Demikian disampaikan Komisioner Panwaskab Brebes Divisi Pencegahan dan Antar Lembaga, Wakro kepada PanturaNews.Com, Senin 17 Oktober 2016.
Menurut Wakro, di dalam aturan yang ada, seorang Kades dan pegawai BUMD itu dilarang menjadi bagian dari tim sukses kampanye paslon bupati dan wabup.
"Saat ini memang paslon bupati dan wabup belum secara resmi ditetapkan oleh Komisi Pemilihan Umum (KPU) Brebes. Namun, setidaknya tetap harus mamatuhi aturan yang ada," jelas Wakro.
Apabila, lanjut Wakro, indikasi adanya seorang kades dan pegawai BUMD ternyata terbukti menjadi bagian dari tim sukses kampanye paslon bupati dan wabup, maka sanksi tegas berupa pemecetan bisa saja dilakukan.

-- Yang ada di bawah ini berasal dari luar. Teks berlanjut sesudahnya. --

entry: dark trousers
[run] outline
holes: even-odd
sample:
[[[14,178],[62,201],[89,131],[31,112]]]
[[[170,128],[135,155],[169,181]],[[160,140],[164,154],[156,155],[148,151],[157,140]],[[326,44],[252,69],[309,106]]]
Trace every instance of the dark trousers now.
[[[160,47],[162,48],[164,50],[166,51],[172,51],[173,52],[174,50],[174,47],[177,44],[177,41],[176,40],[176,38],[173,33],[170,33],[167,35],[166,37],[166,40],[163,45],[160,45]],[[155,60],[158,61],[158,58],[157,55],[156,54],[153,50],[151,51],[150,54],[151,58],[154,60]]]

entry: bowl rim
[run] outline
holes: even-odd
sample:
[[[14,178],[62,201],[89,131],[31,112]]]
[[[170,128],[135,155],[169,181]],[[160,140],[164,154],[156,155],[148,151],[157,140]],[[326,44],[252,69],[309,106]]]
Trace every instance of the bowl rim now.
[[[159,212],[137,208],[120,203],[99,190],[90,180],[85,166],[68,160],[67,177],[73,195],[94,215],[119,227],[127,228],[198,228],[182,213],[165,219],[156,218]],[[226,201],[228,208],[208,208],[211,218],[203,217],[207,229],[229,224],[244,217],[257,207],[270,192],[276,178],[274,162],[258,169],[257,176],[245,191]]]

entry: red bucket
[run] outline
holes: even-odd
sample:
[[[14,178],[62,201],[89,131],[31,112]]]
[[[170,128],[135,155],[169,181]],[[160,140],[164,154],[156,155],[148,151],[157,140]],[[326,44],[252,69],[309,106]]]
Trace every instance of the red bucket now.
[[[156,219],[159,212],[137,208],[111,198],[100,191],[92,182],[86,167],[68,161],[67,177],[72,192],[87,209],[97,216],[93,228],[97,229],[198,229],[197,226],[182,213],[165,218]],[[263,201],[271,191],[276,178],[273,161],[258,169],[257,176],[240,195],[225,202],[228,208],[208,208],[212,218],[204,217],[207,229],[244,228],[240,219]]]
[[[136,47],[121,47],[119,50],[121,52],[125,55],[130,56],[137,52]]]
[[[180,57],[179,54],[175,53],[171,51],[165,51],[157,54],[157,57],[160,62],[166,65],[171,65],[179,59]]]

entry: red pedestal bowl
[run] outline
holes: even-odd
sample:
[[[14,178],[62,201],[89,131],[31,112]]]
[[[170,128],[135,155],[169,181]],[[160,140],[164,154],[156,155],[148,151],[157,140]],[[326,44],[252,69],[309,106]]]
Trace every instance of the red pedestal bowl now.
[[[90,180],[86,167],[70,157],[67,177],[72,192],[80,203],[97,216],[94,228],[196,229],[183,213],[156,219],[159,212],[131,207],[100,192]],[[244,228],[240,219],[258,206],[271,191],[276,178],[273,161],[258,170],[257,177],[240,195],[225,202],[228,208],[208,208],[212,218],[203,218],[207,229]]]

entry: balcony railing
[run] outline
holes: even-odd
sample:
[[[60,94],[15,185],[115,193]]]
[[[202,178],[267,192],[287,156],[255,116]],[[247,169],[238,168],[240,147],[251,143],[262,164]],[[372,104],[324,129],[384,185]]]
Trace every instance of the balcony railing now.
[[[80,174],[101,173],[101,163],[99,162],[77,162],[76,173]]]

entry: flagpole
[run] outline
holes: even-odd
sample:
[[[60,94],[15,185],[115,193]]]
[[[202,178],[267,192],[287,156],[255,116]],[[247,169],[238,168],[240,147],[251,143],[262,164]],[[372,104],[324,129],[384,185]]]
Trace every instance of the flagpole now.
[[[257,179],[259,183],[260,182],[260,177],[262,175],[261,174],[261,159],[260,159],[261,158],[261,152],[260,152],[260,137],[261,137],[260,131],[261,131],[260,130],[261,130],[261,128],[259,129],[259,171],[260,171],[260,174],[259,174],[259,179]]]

"Tapi, sanski pemecatan ini adalah ranahnya Pemerintah. Kami ingatkan kepada kades, maupun pegawai BUMD, termasuk PNS untuk tidak terlibat dalam politik praktis menghadapi Pilkada Brebes 2017 mendatang ini. Apalagi nekat dengan menjadi bagian dari tim sukses kampanye paslon bupati dan wabup. Jelas, itu sangat dilarang," tegasnya.